I was at first surprised that he expended so much effort to make this point. I think that members of my generation are quite aware of firestick farming, and are generally quite willing to accept that Aboriginal people had a close and intelligent bond with the land. It was therefore quite an eye-opener to read the Appendix to this book. There are apparently dozens of writers—many of them conservative polemicists, but many of them also respected scientists—who continue to deny that Aboriginal land management was extensive, intentional or effective. Good riddance to them, is Gammage's quite reasonable conclusion.
I normally find polemic a distraction in a fine work of history like this. It was a clever move to demote the polemic to an Appendix. Too many academics begin with long introductions, positioning themselves for and against and million different things, before even coming to present their own evidence and make their own arguments. By saving the polemical part of the book till last, Gammage is able to speak with the weight of all the arguments he has made. More than this, he is able to present a considered and persuasive account of scientific reason, reminiscent of Paul Feyerabend's theories. But polemic it still is, and perhaps in a second edition Gammage would be less inclined to imply that historians are in general more reasonable and open-minded than scientists.

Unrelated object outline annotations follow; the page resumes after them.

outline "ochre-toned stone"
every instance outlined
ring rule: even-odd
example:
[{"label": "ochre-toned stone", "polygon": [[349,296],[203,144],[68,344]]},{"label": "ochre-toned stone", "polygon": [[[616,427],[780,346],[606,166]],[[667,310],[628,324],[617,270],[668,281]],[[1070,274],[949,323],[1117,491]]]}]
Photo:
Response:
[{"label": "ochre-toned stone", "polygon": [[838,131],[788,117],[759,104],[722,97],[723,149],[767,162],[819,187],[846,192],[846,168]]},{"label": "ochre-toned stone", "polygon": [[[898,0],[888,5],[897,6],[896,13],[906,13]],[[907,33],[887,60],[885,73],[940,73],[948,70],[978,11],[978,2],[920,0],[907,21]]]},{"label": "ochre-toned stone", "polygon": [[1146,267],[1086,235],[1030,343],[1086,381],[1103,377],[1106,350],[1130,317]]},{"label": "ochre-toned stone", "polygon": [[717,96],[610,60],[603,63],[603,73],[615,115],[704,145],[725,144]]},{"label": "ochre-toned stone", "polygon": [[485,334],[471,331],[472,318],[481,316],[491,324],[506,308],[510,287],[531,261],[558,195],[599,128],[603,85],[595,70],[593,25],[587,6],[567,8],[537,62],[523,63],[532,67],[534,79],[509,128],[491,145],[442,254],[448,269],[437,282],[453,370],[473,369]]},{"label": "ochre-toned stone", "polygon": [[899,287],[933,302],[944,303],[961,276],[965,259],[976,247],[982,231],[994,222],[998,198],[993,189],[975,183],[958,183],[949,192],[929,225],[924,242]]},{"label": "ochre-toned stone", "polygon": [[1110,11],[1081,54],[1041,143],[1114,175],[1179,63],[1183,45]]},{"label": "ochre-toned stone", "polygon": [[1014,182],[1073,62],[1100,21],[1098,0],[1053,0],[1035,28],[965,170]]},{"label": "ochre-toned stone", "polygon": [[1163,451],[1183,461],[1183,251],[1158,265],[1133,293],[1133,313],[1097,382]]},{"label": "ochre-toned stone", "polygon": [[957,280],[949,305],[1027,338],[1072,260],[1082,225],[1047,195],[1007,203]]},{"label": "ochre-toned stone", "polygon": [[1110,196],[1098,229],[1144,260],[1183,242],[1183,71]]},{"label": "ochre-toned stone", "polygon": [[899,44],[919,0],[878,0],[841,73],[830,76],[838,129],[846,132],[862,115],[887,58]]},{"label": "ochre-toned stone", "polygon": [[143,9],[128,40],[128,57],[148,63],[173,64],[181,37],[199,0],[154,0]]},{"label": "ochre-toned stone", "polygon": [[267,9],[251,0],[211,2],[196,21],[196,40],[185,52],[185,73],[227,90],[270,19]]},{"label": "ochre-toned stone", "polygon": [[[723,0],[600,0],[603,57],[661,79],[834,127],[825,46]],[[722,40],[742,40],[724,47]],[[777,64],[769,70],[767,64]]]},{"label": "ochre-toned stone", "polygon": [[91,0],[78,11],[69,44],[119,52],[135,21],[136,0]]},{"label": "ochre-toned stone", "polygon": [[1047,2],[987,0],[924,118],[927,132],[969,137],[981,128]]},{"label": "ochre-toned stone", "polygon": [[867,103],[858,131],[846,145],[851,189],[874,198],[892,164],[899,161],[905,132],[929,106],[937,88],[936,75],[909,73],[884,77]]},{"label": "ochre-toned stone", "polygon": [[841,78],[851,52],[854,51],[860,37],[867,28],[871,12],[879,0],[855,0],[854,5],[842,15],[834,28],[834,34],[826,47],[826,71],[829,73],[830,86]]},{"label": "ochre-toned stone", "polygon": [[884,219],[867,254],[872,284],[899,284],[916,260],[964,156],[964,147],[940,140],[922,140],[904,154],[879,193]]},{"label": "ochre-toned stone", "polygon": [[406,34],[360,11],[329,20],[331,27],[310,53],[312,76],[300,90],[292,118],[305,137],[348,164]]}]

The final two chapters of the main text, "Farms without Fences" and "Becoming Australian," are extremely moving. They are in fact two of the finest essays on Australian culture I've ever read.
"Farms without Fences" calmly and gently examines the European obsession with the idea that there was no agriculture in Australia till the British came. In the end, Gammage shows, Aboriginal people did all the things modern farmers do—cultivated plants, tilled the soil, managed fodder, and so on—they simply didn't store their produce and stay put in one place. They didn't need to, because they cared for the land rather than exploiting it, and could rely on ecosystem services.
"Becoming Australian" is a revival of the old nationalist case, which first appeared long ago among the radical poets and artists of the early colony, and has been periodically revived by the most cosmopolitan and clear-minded of Australian writers since. We must love and attend to our country for its own sake, he says, and the First Australians have shown it is possible to do so.
The Biggest Estate on Earth is a brilliant book, and it saddens me to have to identify some of its flaws. Gammage has amassed a huge pile of evidence, as I mentioned. What he has not managed to do is shape and synthesise it effectively. The first nine chapters are extremely messy. Gammage leaps from place to place, from species to species, from era to era, and it is extremely difficult to keep up—even for a reader who has read several works of Australian environmental history already. He has made some strange choices as to how he structures particular chapters. It is telling that all the images are in Chapter two, while another chapter is literally in note-form. He also tends to quote at great length from his primary sources, and the quotations he selects are often rather repetitive.
I understand why he has made these choices. He wants to be as persuasive as possible, and believes that what is most persuasive is the evidence itself. This is true, up to a point, and Gammage is also a fastidious analyst of the evidence, making his interpretations persuasive too. But if he had imposed more order on the book, its arguments would stick better in the memory, and it would slake more of the curiosity all his writing does so much to evoke.